Arrests in NY went up from 1970 to late 1990's and peaked around 2010. Arrests have been going down since 2010. 
arrest_data <- read.csv('ny_adults_arrests.csv')

#Select the Year and Total
total_arrests_by_year <- arrest_data %>% select(Year, Total)  %>% 
                        group_by( Year )  %>% 
                        group_by( Year, total_arrests = sum(Total)) 

ggplot(total_arrests_by_year, aes(x= Year, y= total_arrests)) + geom_line()

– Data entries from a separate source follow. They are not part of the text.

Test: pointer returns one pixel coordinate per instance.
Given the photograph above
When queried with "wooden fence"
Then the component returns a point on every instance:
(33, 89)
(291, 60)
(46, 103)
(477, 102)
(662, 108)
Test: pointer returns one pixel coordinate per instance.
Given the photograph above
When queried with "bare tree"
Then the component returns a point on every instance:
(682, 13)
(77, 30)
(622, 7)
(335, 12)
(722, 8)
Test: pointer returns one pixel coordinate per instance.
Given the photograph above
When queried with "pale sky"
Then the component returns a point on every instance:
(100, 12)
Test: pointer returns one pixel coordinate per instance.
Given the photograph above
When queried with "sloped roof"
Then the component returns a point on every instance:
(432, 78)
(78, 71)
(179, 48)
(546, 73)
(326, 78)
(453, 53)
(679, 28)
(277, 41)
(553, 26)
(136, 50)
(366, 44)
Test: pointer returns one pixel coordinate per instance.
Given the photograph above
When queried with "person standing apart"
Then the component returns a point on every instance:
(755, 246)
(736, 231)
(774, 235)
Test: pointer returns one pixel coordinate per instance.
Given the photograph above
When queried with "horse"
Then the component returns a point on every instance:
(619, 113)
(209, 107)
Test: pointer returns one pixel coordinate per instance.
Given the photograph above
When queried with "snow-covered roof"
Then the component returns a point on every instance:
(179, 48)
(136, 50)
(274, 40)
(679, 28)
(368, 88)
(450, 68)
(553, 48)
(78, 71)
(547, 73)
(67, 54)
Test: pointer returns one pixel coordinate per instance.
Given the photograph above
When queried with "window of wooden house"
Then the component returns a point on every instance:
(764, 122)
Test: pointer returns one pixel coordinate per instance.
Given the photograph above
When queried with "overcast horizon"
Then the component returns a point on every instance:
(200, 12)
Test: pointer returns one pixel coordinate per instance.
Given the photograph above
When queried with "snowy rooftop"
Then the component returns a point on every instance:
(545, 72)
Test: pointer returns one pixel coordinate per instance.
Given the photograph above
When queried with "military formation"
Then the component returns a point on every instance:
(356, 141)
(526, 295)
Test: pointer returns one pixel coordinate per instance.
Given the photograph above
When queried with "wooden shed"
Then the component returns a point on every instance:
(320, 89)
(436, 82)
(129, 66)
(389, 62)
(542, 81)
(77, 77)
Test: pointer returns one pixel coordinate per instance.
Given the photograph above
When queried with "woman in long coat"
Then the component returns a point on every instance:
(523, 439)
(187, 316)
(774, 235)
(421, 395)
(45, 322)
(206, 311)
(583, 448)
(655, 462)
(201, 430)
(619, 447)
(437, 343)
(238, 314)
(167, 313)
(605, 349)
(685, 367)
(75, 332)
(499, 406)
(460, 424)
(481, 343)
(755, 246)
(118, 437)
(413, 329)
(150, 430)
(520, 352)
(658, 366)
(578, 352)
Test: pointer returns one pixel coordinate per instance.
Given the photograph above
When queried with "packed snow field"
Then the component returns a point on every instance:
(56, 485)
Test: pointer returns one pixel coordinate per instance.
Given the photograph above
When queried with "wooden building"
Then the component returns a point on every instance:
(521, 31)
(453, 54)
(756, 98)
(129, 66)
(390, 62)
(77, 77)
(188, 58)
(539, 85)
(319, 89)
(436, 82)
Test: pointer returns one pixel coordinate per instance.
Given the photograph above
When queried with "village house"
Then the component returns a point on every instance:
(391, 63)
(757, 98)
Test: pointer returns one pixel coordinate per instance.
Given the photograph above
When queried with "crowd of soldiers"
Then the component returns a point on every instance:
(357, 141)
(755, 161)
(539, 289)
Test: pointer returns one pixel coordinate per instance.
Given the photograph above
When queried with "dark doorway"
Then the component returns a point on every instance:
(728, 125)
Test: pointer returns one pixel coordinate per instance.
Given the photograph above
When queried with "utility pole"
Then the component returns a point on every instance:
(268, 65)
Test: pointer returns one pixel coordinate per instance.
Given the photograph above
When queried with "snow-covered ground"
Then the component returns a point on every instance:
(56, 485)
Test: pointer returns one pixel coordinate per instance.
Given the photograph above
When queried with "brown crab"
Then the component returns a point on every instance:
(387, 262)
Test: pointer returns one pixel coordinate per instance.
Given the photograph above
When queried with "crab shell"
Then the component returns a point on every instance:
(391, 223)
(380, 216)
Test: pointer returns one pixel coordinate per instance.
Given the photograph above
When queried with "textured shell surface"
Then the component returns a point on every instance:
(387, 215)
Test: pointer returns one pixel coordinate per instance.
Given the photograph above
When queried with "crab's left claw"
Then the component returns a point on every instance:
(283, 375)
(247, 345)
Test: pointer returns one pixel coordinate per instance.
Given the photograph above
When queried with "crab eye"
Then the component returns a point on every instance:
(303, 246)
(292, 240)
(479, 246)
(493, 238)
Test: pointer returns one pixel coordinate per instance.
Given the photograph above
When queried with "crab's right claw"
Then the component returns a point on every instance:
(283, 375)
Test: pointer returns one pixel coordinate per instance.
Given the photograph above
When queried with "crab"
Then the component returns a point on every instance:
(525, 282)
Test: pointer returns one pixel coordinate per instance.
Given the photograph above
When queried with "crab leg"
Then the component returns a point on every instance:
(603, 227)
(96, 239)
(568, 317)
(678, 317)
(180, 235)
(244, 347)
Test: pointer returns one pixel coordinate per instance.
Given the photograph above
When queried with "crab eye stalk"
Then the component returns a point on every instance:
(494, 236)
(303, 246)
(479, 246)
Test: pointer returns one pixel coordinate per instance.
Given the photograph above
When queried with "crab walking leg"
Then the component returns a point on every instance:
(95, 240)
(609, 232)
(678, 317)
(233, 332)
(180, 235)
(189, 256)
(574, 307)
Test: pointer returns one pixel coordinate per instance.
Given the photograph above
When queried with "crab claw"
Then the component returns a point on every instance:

arrest_data_long <- arrest_data %>% 
      select(-contains("Total"))  %>%   
      gather(3:10, key = "Type", value = "Total")

arrest_category_year <- arrest_data_long  %>% 
  mutate(Type = str_extract(Type, "[^_]+$") ) %>% 
  group_by(Year, Type)%>% 
  group_by(Year, Type, total_arrests = sum(Total))

Felony vs Misdemeanor

Same pattern as above is happening for felony and misdemeanor arrests.

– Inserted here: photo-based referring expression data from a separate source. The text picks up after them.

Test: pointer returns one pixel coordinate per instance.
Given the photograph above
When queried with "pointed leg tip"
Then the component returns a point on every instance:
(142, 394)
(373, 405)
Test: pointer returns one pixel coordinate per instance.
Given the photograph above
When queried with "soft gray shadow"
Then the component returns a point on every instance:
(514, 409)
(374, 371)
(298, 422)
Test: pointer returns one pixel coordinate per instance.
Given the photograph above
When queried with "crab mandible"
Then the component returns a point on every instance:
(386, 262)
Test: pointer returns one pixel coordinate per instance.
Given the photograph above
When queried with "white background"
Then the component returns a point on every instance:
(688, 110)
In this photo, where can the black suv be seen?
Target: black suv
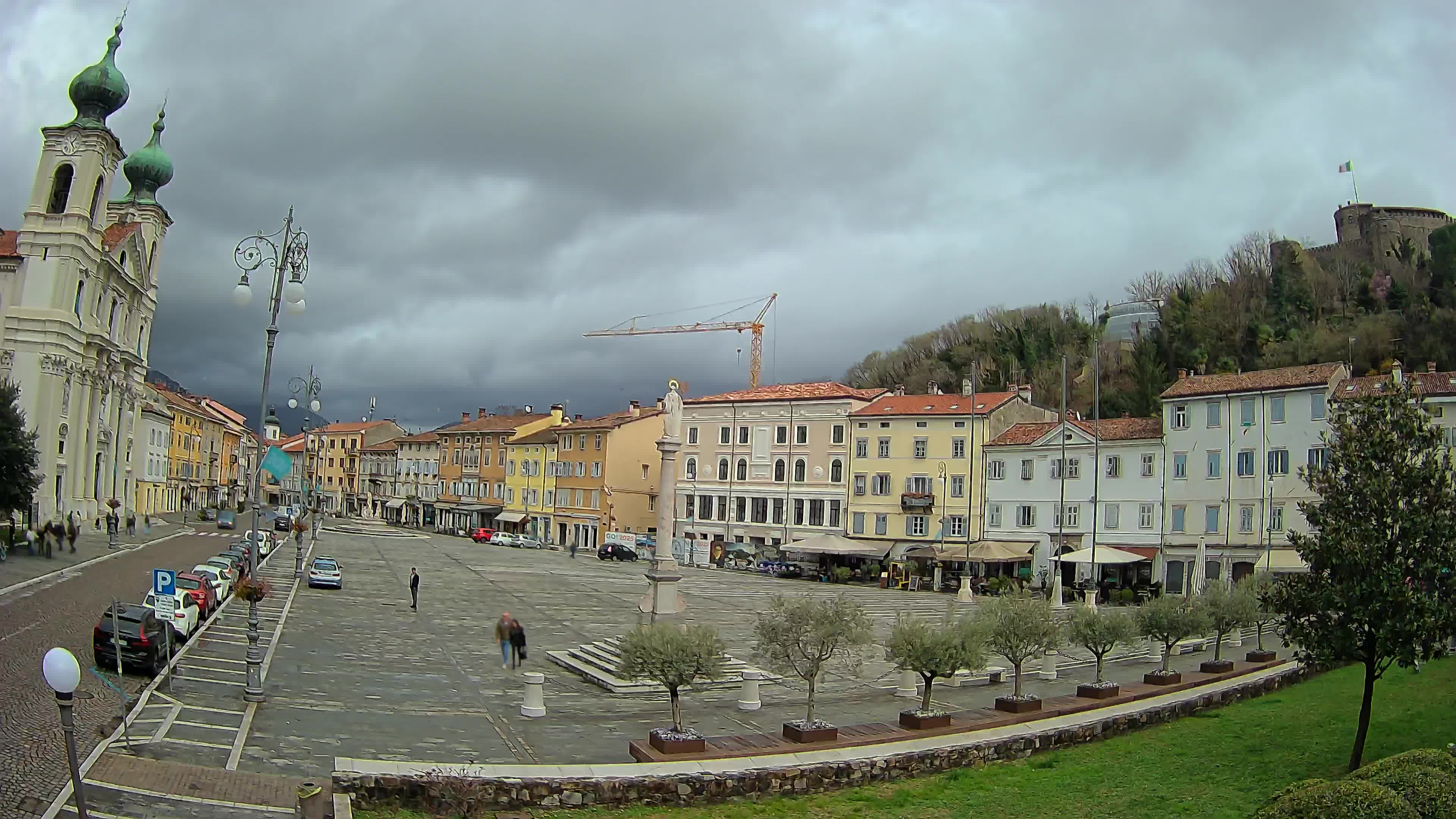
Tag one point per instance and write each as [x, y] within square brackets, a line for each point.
[143, 640]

ggplot(data = arrest_category_year , aes(x = Year, y= total_arrests, color = Type)) + geom_line()

Arrests by Type

This shows arrests further broken down by types.

total_arrests_by_year_type <-  arrest_data_long %>% 
   select(Year, Type, Total) %>%
  group_by(Year,Type)  %>%
  group_by(Year,  Type, total_arrests = sum(Total)) 

# arrest further broken down by type
ggplot(total_arrests_by_year_type, aes(x= Year, y= total_arrests, color=Type)) + geom_line()

Arrests by Type

65 % of arrests are Misdemeanor and 35% are felony.

arrest_category <- arrest_data_long  %>% 
  mutate(Type = str_extract(Type, "[^_]+$") ) %>% 
  group_by( Type)%>% 
  group_by( Type, total_arrests = sum(Total))
 
arrest_num_summary <- summarise(arrest_category)

#% of felony vs misd
round((arrest_num_summary$total_arrests/ sum(arrest_num_summary$total_arrests) ) *100)
## [1] 35 65
ggplot(data = arrest_category , aes(x = Type, y= total_arrests, fill=Type)) +
   geom_bar(stat="identity", position=position_dodge())

total_arrests_by_type <-  arrest_data_long %>%
          select( Type, Total) %>% 
          group_by(Type) %>% 
          group_by(Type, total_arrests = sum(Total)) 

ggplot(total_arrests_by_type, aes(x= Type, y= total_arrests, fill = Type)) + 
  geom_bar(stat="identity", position=position_dodge())

Arrests by County

This shows the number arrests by county. Number of arrests in NYC and surronding counties are higher than upstate NY. Better analaysis requires county population data.

total_county <- arrest_data_long %>%
          select( County, Total) %>% 
          group_by(County) %>% 
          group_by(County, total_arrests = sum(Total)) 
ggplot(total_county, aes(x= total_arrests, y= County)) + geom_point(shape=1)

Arrests in NY peaked around 2000. Number of arrests have been going down since 2010. 35% of arrests are felony and 65% are misdemeanor. “DWI felony” and “other felony” arrests aren’t down since 2010. Number of arrests in New York city and surrounding counties are higher than other counties. If we were look at arrests per 1000 people or arrests as percentage of people, I am sure that will make the numbers a lot closer.